[Git][ghc/ghc][wip/T18282] 2 commits: Reduce result discount in conSize

Ben Gamari gitlab at gitlab.haskell.org
Fri Jun 5 18:54:38 UTC 2020



Ben Gamari pushed to branch wip/T18282 at Glasgow Haskell Compiler / GHC


Commits:
42bdb3a8 by Simon Peyton Jones at 2020-06-05T14:54:17-04:00
Reduce result discount in conSize

Ticket #18282 showed that the result discount given by conSize
was massively too large.  This patch reduces that discount to
a constant 10, which just balances the cost of the constructor
application itself.

Note [Constructor size and result discount] elaborates, as
does the ticket #18282.

Reducing result discount reduces inlining, which affects perf.  I
found that I could increase the unfoldingUseThrehold from 80 to 90 in
compensation; in combination with the result discount change I get
these overall nofib numbers:

        Program           Size    Allocs   Runtime   Elapsed  TotalMem
--------------------------------------------------------------------------------
          boyer          -0.3%     +5.4%     +0.7%     +1.0%      0.0%
       cichelli          -0.3%     +5.9%     -9.9%     -9.5%      0.0%
      compress2          -0.4%     +9.6%     +7.2%     +6.4%      0.0%
    constraints          -0.3%     +0.2%     -3.0%     -3.4%      0.0%
   cryptarithm2          -0.3%     -3.9%     -2.2%     -2.4%      0.0%
         gamteb          -0.4%     +2.5%     +2.8%     +2.8%      0.0%
           life          -0.3%     -2.2%     -4.7%     -4.9%      0.0%
           lift          -0.3%     -0.3%     -0.8%     -0.5%      0.0%
         linear          -0.3%     -0.1%     -4.1%     -4.5%      0.0%
           mate          -0.2%     +1.4%     -2.2%     -1.9%    -14.3%
         parser          -0.3%     -2.1%     -5.4%     -4.6%      0.0%
         puzzle          -0.3%     +2.1%     -6.6%     -6.3%      0.0%
         simple          -0.4%     +2.8%     -3.4%     -3.3%     -2.2%
        veritas          -0.1%     +0.7%     -0.6%     -1.1%      0.0%
   wheel-sieve2          -0.3%    -19.2%    -24.9%    -24.5%    -42.9%
--------------------------------------------------------------------------------
            Min          -0.4%    -19.2%    -24.9%    -24.5%    -42.9%
            Max          +0.1%     +9.6%     +7.2%     +6.4%    +33.3%
 Geometric Mean          -0.3%     -0.0%     -3.0%     -2.9%     -0.3%

I'm ok with these numbers, remembering that this change removes
an *exponential* increase in code size in some in-the-wild cases.

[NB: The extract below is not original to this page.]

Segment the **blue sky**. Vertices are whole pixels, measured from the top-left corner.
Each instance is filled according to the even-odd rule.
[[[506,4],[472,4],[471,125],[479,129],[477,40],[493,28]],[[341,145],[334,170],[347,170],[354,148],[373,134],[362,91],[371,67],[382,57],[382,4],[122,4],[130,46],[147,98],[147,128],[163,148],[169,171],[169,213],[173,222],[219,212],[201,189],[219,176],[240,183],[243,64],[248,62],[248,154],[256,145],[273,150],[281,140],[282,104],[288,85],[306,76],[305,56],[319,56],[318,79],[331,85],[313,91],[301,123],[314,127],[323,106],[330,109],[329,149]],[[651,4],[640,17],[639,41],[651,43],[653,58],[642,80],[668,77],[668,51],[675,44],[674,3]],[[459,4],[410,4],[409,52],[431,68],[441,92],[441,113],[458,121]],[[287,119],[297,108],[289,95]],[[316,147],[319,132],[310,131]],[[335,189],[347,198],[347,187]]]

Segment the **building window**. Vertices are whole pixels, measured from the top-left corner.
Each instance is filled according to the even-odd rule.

I investigated compress2.  The difference is entirely caused by this
function no longer inlining

WriteRoutines.$woutputCodes
  = \ (w :: [CodeEvent]) ->
      let result_s1Sr
            = case WriteRoutines.outputCodes_$s$woutput w 0# 0# 8# 9# of
                (# ww1, ww2 #) -> (ww1, ww2)
      in (# case result_s1Sr of (x, _) ->
              map @Int @Char WriteRoutines.outputCodes1 x
         , case result_s1Sr of { (_, y) -> y } #)

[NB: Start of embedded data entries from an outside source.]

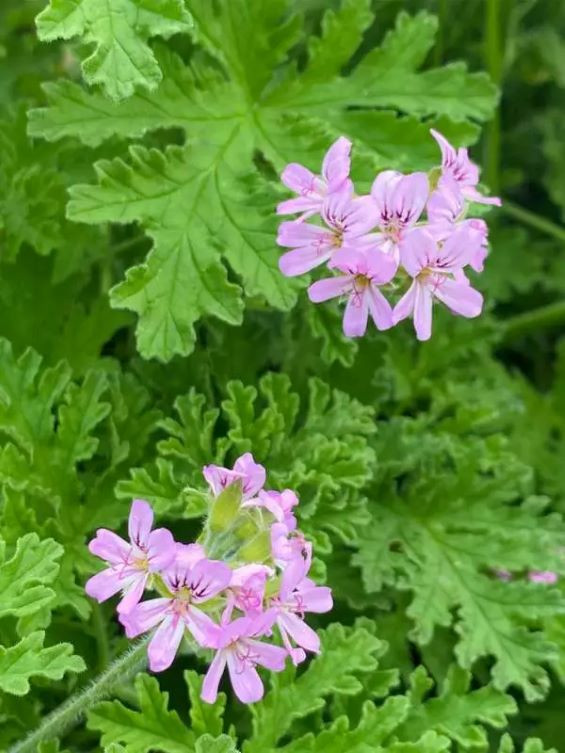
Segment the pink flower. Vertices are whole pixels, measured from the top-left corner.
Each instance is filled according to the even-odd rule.
[[[335,141],[324,157],[322,175],[314,175],[308,168],[296,162],[287,165],[281,180],[298,194],[296,199],[288,199],[277,207],[277,214],[303,212],[300,219],[320,212],[326,196],[349,183],[351,142],[341,136]]]
[[[118,604],[118,612],[126,613],[135,607],[150,574],[170,565],[175,556],[172,533],[166,528],[152,531],[152,525],[151,507],[136,499],[129,514],[129,544],[106,528],[96,531],[88,548],[109,567],[87,581],[85,590],[89,596],[106,601],[121,591],[124,597]]]
[[[263,611],[263,599],[265,597],[265,584],[267,578],[272,577],[275,571],[272,567],[260,564],[242,565],[232,573],[228,605],[224,612],[224,618],[231,616],[233,607],[237,607],[246,615],[259,614]]]
[[[284,523],[271,526],[271,554],[278,567],[285,568],[299,554],[312,561],[312,544],[300,531],[289,531]]]
[[[343,316],[343,331],[347,337],[361,337],[367,329],[369,313],[377,329],[392,327],[390,303],[379,290],[379,285],[390,282],[396,272],[396,263],[380,251],[350,251],[342,249],[336,254],[332,266],[345,272],[338,277],[318,280],[308,288],[314,303],[337,296],[347,296]]]
[[[202,473],[214,497],[217,497],[230,484],[239,481],[244,500],[254,497],[263,488],[267,477],[264,467],[255,462],[250,452],[241,455],[235,461],[231,471],[219,465],[205,465]]]
[[[528,578],[532,583],[545,583],[548,586],[552,586],[558,580],[557,573],[551,570],[532,570]]]
[[[120,615],[128,638],[159,625],[147,650],[153,672],[170,667],[185,629],[201,646],[215,645],[218,626],[195,604],[202,604],[227,588],[232,572],[223,562],[203,558],[202,554],[198,544],[178,544],[173,564],[162,574],[171,597],[150,599]]]
[[[261,617],[240,617],[218,631],[217,653],[208,667],[202,684],[201,697],[207,703],[214,703],[218,696],[218,686],[226,668],[236,696],[243,703],[254,703],[263,697],[263,683],[256,670],[259,664],[275,672],[284,669],[287,652],[280,646],[273,646],[257,640],[273,624],[274,614],[265,612]]]
[[[468,228],[457,229],[442,245],[423,228],[413,230],[402,248],[402,264],[413,282],[394,307],[394,323],[413,314],[416,336],[428,340],[432,333],[434,298],[456,314],[478,316],[483,297],[462,275],[463,267],[477,251],[478,242],[477,234]]]
[[[478,233],[480,242],[469,259],[469,266],[475,272],[482,272],[488,249],[488,227],[484,220],[464,219],[465,197],[459,184],[451,175],[446,174],[440,178],[438,187],[430,196],[426,209],[429,221],[426,230],[437,241],[445,241],[456,227],[466,227]]]
[[[294,664],[305,658],[306,651],[319,653],[320,639],[317,633],[304,622],[306,612],[329,612],[333,607],[332,592],[326,586],[317,586],[306,577],[311,557],[300,555],[285,568],[279,595],[271,604],[276,609],[276,623],[285,648]],[[290,639],[299,646],[294,648]]]
[[[371,196],[378,211],[379,248],[397,264],[403,239],[424,211],[429,190],[425,173],[402,175],[385,170],[373,183]]]
[[[328,227],[307,222],[283,222],[280,225],[277,243],[292,249],[279,259],[280,270],[287,277],[319,267],[342,246],[365,244],[367,233],[376,224],[375,207],[370,197],[354,198],[351,184],[325,199],[322,218]]]
[[[455,149],[441,133],[434,131],[433,128],[430,133],[441,149],[442,174],[452,177],[461,188],[463,196],[469,201],[476,201],[479,204],[495,204],[499,207],[501,201],[497,196],[482,196],[477,191],[479,168],[469,159],[467,149],[463,147]]]
[[[298,497],[291,489],[282,492],[260,491],[255,499],[244,502],[242,507],[264,507],[279,523],[284,523],[287,530],[296,528],[296,518],[292,508],[298,504]]]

It was right on the cusp before, driven by the excessive result
discount.  Too bad!

Metric Decrease:
    T12227
    T12545
    T15263
    T1969
    T5030
    T9872a
    T9872c
Metric Increase:
    T13701
    T9872d

- - - - -
7d7c2dc7 by Simon Peyton Jones at 2020-06-05T14:54:30-04:00
Perf wibbles

Document before committing

- - - - -


6 changed files:

- compiler/GHC/Core/Coercion.hs
- compiler/GHC/Core/Unfold.hs
- compiler/GHC/Core/Unify.hs
- compiler/GHC/Driver/Session.hs
- + testsuite/tests/perf/compiler/T18282.hs
- testsuite/tests/perf/compiler/all.T


Changes:

=====================================
compiler/GHC/Core/Coercion.hs
=====================================
@@ -2834,7 +2834,7 @@ simplifyArgsWorker orig_ki_binders orig_inner_ki orig_fvs
        -> [Role]      -- Roles at which to flatten these ...
        -> [(Type, Coercion)]  -- flattened arguments, with their flattening coercions
        -> ([Type], [Coercion], CoercionN)
-    go acc_xis acc_cos lc binders inner_ki _ []
+    go acc_xis acc_cos !lc binders inner_ki _ []
       = (reverse acc_xis, reverse acc_cos, kind_co)
       where
         final_kind = mkPiTys binders inner_ki


=====================================
compiler/GHC/Core/Unfold.hs
=====================================
@@ -871,16 +871,13 @@ conSize dc n_val_args
   | n_val_args == 0 = SizeIs 0 emptyBag 10    -- Like variables
 
 -- See Note [Unboxed tuple size and result discount]
-  | isUnboxedTupleCon dc = SizeIs 0 emptyBag (10 * (1 + n_val_args))
+  | isUnboxedTupleCon dc = SizeIs 0 emptyBag 10
 
 -- See Note [Constructor size and result discount]
-  | otherwise = SizeIs 10 emptyBag (10 * (1 + n_val_args))
+  | otherwise = SizeIs 10 emptyBag 10
 
--- XXX still looks to large to me
-
-{-
-Note [Constructor size and result discount]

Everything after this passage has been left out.